Ich habe schon den Treiber vom IntelHD-Chip geupdated, und auch auf 2 Versionen vorher (wo es noch funktionierte) gedowngradet, die Firmware des TVs geupdated (Downgrade ist hier nicht möglich), und das VGA Kabel gewechselt, alles ohne Erfolg.
Wenn ich allerdings meinen alten LCD-PC-Bildschirm anschließe ( NEC CI FT700 ), klappt es wunderbar.
Ob es an der Auflösung des TVs liegt (1080p)? Aber warum hat es dann vorher geklappt?

Wäre cool, wenn mir jemand helfen könnte. Wenn noch weitere Fakten benötigt werden, geb ich sie so gut ich kann.

Greetz Raizor


----------



## Herbboy (18. August 2011)

*AW: TV per VGA an Notebook löst Bluescreen aus??!*

Also, der PC-Monitor ist dann auch per VGA verbunden?

Den Namen der Datei solltst Du natürlich mal notieren.


----------



## Gast1657919404 (18. August 2011)

*AW: TV per VGA an Notebook löst Bluescreen aus??!*

Check mal ob du den VGA-Ausgang am Laptop nicht auf 1080p hast. Die Auflösung von VGA an TVs liegt meistens bei 1280*760. Eventuell gibts noch am TV eine Einstellung die man machen muss.


----------



## simpel1970 (19. August 2011)

*AW: TV per VGA an Notebook löst Bluescreen aus??!*



Raizor schrieb:


> ...jedoch kommt dann immer ein bluescreen mit einem Hinweis auf eine *.sys Datei (Namen habe ich mir jetzt blöderweise nicht notiert) und es wird bis 100 hochgezählt


 
Es wird ein Kernelspeicherabbild angelegt (hochzählen bis 100). Dieses könntest du auswerten und das Ergebnis posten. Die Fehlerursache könnte damit u.U. besser eingegrenzt werden. Eine Anleitung findest du in meiner Signatur.


----------



## Raizor (19. August 2011)

*AW: TV per VGA an Notebook löst Bluescreen aus??!*



Herbboy schrieb:


> Also, der PC-Monitor ist dann auch per VGA verbunden?
> 
> Den Namen der Datei solltst Du natürlich mal notieren.


 
Ja, der PC Monitor ist auch mit dem gleichen VGA-Kabel verbunden.



Hackfleischgurke schrieb:


> Check mal ob du den VGA-Ausgang am  Laptop nicht auf 1080p hast. Die Auflösung von VGA an TVs liegt meistens  bei 1280*760. Eventuell gibts noch am TV eine Einstellung die man  machen muss.
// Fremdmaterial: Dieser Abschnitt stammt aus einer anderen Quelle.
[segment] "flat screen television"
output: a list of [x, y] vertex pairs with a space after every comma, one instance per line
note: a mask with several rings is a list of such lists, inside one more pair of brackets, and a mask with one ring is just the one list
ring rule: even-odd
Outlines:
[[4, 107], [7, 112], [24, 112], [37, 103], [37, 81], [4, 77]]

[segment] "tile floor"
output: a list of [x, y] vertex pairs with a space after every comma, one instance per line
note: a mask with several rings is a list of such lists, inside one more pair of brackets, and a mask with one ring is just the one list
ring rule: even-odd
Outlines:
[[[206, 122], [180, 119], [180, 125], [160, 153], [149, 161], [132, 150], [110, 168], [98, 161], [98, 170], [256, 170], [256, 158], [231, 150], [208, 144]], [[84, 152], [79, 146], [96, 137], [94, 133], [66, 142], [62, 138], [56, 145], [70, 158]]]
Es hat ja schonmal mit 1080p Auflösung geklappt, und am TV habe ich nichts diesbezüglich umgestellt.



simpel1970 schrieb:


> Es wird ein Kernelspeicherabbild angelegt  (hochzählen bis 100). Dieses könntest du auswerten und das Ergebnis  posten. Die Fehlerursache könnte damit u.U. besser eingegrenzt werden.  Eine Anleitung findest du in meiner Signatur.



Ich lade mir die Debugging Tools ( und zwar NUR die Tools, den Rest brauch ich nicht, richtig?) herunter... das dauert bei DSL1000 nur n bissl^^ Ich werd dann die Dump-Datei mal auswerten.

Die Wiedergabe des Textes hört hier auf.